Now the city — instead of exploring a traffic signal configuration that would allow two through lanes in each direction as well as protected left turns — is pursuing a $1 million plan that will put two northbound lanes in place in the 100 block of North Main Street. Two through lanes in each direction with protected left turn lanes would require sequencing traffic signals  to allow one direction of Main Street traffic to move at a time through the Yosemite Avenue and Center Street intersections. That would be made progressively easy to fine tune with more than $3.2 million in traffic signal control system modifications Manteca is preparing to make citywide using a federal grant.
The current North Main Street configuration was part of $3.1 million Manteca spent in 2005  to upgrade six blocks of downtown with Tidewater-style street lights, traffic signals, as well as street furniture such as benches plus install trees, and landscaping bulb-outs.
Twelve  years later the city is getting ready to spend $1 million on the 100 block of North Main Street to rip out six bulb-outs and reconfigure traffic lanes and medians.
The City Council in April of 2016 directed staff to remove the much maligned bulb-outs. Staff recommended timing the work with the $1.8 million pavement rehabilitation project for Main Street between Yosemite Avenue and Atherton Drive.
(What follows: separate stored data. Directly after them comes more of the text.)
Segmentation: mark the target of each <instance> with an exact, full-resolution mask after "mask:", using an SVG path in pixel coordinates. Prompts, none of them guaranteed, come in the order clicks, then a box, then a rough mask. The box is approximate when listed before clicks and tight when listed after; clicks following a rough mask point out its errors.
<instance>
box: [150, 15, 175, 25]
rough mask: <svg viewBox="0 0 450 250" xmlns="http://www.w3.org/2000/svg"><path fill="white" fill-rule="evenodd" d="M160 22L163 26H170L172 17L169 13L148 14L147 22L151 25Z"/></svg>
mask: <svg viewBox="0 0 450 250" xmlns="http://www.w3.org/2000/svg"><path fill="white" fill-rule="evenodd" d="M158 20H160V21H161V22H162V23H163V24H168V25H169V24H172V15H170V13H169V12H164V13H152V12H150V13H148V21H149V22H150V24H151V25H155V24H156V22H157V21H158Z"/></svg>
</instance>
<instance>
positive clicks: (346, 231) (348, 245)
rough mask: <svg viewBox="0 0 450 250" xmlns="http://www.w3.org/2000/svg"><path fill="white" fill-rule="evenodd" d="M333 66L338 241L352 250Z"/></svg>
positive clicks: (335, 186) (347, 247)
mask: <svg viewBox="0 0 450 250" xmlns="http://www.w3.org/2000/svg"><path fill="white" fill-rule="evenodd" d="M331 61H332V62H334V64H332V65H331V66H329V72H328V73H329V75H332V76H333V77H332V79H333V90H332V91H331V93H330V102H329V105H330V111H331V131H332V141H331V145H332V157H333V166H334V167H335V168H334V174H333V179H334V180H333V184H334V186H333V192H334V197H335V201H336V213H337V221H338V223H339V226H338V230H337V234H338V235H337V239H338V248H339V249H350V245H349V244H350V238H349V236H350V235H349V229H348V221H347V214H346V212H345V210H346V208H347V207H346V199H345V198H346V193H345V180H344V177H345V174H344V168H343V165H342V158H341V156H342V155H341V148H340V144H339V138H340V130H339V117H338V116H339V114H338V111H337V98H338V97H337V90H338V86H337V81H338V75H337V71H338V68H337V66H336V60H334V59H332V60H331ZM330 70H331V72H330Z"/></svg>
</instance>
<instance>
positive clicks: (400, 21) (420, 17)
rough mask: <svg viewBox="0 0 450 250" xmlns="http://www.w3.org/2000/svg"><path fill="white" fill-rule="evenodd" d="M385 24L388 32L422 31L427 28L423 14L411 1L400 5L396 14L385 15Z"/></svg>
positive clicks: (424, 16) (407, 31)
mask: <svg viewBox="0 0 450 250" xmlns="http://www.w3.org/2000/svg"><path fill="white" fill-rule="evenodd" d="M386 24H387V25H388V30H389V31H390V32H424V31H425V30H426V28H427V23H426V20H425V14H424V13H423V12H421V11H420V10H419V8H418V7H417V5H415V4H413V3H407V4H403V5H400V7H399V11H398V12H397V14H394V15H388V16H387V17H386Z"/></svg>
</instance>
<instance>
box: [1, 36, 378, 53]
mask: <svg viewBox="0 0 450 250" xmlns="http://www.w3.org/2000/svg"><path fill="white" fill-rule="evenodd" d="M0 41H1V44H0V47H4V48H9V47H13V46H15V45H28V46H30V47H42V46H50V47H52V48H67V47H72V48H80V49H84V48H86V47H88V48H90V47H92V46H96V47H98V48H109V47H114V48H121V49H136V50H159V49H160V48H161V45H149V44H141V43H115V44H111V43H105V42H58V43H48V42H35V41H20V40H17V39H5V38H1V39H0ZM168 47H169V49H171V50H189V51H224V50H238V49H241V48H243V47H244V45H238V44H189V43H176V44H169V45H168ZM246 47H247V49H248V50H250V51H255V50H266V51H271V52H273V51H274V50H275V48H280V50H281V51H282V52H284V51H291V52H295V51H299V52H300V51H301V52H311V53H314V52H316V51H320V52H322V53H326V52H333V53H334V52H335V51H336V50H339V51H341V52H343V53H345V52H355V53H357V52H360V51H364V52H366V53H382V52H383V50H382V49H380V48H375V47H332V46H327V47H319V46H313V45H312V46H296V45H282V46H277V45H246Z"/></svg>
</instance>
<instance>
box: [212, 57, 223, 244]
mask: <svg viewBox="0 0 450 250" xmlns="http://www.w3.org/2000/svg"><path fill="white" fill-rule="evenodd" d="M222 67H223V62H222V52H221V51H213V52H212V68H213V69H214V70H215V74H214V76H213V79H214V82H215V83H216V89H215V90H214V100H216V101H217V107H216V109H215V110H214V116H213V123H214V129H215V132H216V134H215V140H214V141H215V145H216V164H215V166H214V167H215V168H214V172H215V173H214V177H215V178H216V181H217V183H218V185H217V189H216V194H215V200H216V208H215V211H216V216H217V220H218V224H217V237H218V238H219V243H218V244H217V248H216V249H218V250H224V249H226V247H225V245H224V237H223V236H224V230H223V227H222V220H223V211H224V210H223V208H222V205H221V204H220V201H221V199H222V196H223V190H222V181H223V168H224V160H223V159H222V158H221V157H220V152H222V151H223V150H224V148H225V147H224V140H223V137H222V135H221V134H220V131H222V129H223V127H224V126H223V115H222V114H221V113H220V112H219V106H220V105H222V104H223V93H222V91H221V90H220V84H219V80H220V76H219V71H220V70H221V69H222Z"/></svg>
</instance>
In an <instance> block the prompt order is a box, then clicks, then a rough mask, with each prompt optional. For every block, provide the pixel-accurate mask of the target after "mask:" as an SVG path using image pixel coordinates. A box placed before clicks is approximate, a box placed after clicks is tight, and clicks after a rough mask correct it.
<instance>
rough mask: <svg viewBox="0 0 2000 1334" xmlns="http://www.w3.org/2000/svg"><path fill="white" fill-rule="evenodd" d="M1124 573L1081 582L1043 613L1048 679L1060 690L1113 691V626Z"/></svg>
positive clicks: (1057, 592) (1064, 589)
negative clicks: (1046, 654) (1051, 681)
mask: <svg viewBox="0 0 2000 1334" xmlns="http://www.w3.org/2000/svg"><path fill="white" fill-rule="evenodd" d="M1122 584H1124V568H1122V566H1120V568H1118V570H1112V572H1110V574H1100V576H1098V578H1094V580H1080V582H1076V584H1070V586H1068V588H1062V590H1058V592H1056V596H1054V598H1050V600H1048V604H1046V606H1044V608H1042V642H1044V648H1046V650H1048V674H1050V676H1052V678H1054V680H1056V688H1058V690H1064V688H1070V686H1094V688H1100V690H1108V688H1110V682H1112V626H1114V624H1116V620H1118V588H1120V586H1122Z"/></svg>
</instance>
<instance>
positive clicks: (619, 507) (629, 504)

By combining the two endeavors, the city said it will be able to minimize traffic disruption, keep costs down, and avoid tearing up the Main Street and Yosemite Avenue intersection twice while paving and adjusting signals.
When work is done the pavement will be continuous on Main Street from Center Street to Atherton Drive by avoiding stops and starts and seams in the asphalt created when projects are done in phases.
The City Council when they meet Tuesday at 7 p.m. at the Civic Center, 1001 W. Center St., will be updated on the bulb-out removal project.
When done the 100 block of North Main will have:
uNo landscaping bulb-outs left. Originally there were eight but two had been removed since they were all installed in 2005 due to them being struck by numerous motorists turning into the Wells Fargo Bank parking lot and pulling out of the alley next to Manteca Bedquarters.
uNarrower travel lanes at 10 feet wide compared to the current 12 feet. There will be two southbound lanes and one northbound lane.
uMedians will be relocated and made narrower to allow for more vehicles in left turn pockets onto Center Street and East Yosemite Avenue.
uBike lanes on both sides of the street.
uNo on-street parking.
The 100 block of North Main Street has been the bane of motorists and the center of controversy ever since the city in 1992 adopted a traffic consultant’s recommendation to ban left turns from southbound Main onto East Yosemite Avenue as part of a way to mitigate changed traffic patterns on Main Street after Wal-Mart opened.  The left turn ban allowed two lanes of south bound traffic to flow. That decision was also ultimately reversed as well.
When all is said and done, left turn capacity onto Center Street from northbound Main and onto Yosemite from southbound Main will be improved only by a couple of vehicles.
Given that the three travel lanes and median turn lane are all 10 feet the city could put two through lanes in each direction along with the bike lanes by having traffic on Main Street go one direction at a time through signals at Center and Yosemite to allow protected left turns.
The city council never asked for that option to be explored in April of 2016. Instead they were more focused on getting rid of the controversial bulb-outs and not looking at overall traffic flow.